Was beinhaltet die Datenschutzrichtlinie von Openevidence?
- Einleitung zur Datenschutzrichtlinie von Openevidence
- Erhebung und Verarbeitung personenbezogener Daten
- Speicherung und Schutz der Daten
- Nutzung der Daten und Weitergabe an Dritte
- Rechte der Nutzer bezüglich ihrer Daten
- Kontakt und Transparenz
Einleitung zur Datenschutzrichtlinie von Openevidence
Die Datenschutzrichtlinie von Openevidence beschreibt, wie das Unternehmen personenbezogene Daten seiner Nutzer erhebt, verarbeitet und schützt. Dabei geht es darum, Transparenz zu schaffen und den gesetzlichen Vorgaben zum Datenschutz gerecht zu werden. Die Richtlinie informiert Nutzer darüber, welche Daten erfasst werden, zu welchen Zwecken dies geschieht und welche Rechte die Nutzer in Bezug auf ihre Daten haben.

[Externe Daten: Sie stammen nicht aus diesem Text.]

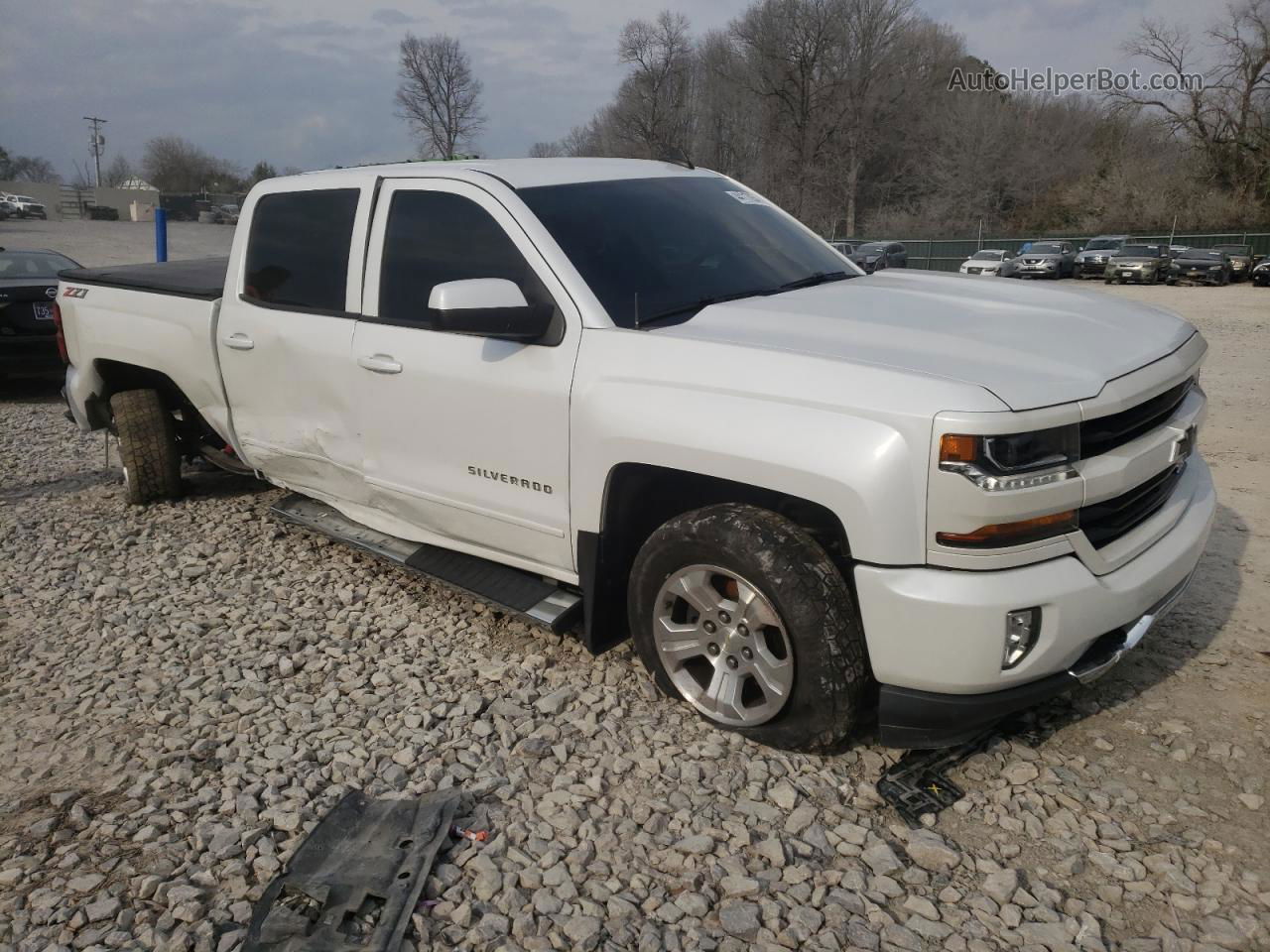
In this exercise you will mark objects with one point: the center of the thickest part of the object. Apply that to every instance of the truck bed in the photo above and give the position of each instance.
(202, 278)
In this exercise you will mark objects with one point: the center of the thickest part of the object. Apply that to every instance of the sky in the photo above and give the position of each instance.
(310, 82)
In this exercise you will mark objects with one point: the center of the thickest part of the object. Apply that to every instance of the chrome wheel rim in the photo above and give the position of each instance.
(722, 645)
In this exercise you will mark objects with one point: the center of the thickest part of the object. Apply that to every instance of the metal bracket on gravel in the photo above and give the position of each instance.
(917, 783)
(353, 884)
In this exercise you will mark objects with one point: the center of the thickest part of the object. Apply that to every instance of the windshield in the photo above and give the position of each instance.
(672, 243)
(32, 264)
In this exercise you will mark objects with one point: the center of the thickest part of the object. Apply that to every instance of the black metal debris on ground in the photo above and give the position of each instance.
(354, 883)
(919, 782)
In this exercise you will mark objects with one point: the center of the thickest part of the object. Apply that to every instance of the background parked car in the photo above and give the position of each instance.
(1092, 259)
(28, 207)
(28, 289)
(1141, 264)
(875, 255)
(1048, 259)
(985, 262)
(1201, 264)
(1241, 259)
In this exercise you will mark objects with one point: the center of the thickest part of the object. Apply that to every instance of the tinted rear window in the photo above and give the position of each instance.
(298, 255)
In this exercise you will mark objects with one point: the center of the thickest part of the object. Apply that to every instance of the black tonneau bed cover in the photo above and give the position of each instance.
(202, 277)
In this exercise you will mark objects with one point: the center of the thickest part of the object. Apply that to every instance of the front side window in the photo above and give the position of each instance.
(298, 252)
(651, 248)
(434, 238)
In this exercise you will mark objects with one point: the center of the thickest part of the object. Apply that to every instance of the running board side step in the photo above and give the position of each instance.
(525, 593)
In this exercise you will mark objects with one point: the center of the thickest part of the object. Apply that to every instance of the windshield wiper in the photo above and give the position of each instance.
(811, 281)
(701, 302)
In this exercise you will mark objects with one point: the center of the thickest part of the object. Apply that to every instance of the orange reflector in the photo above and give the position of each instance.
(1011, 534)
(955, 448)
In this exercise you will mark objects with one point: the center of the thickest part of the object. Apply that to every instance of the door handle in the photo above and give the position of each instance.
(380, 363)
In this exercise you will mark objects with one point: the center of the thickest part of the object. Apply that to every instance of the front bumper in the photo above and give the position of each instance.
(937, 636)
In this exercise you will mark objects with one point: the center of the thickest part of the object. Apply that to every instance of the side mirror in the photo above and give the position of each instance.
(486, 307)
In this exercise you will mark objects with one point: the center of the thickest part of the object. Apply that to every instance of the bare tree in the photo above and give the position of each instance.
(27, 168)
(653, 109)
(439, 95)
(175, 164)
(1227, 116)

Erhebung und Verarbeitung personenbezogener Daten
Openevidence sammelt verschiedene Arten von personenbezogenen Informationen, die im Rahmen der Nutzung seiner Dienste anfallen. Dazu zählen unter anderem Name, E-Mail-Adresse, IP-Adresse sowie weitere technische Daten, die für die Bereitstellung der Dienstleistung notwendig sind. Diese Daten werden hauptsächlich verwendet, um die Funktionen der Plattform zu optimieren, den Nutzer individuell zu betreuen und die Sicherheit der Dienste zu gewährleisten.
Speicherung und Schutz der Daten
Die gesammelten Daten werden sicher gespeichert und durch geeignete technische sowie organisatorische Maßnahmen vor unbefugtem Zugriff geschützt. Openevidence verpflichtet sich, die Datensicherheit ernst zu nehmen und regelmäßig zu überprüfen, ob die angewandten Schutzmaßnahmen den aktuellen Standards entsprechen. Die Daten werden nur solange aufbewahrt, wie es für die jeweiligen Zwecke notwendig ist oder gesetzliche Aufbewahrungspflichten bestehen.
Nutzung der Daten und Weitergabe an Dritte
Die Nutzung der erhobenen Daten erfolgt ausschließlich für interne Zwecke, zur Verbesserung der Dienste sowie zur Kommunikation mit den Nutzern. Eine Weitergabe an Dritte findet nur statt, wenn dies gesetzlich erlaubt ist, von den Nutzern ausdrücklich genehmigt wurde oder zum Zwecke der Vertragserfüllung notwendig ist. Hierzu zählen beispielsweise Partnerunternehmen oder Dienstleister, die vertraglich an den Datenschutz gebunden sind.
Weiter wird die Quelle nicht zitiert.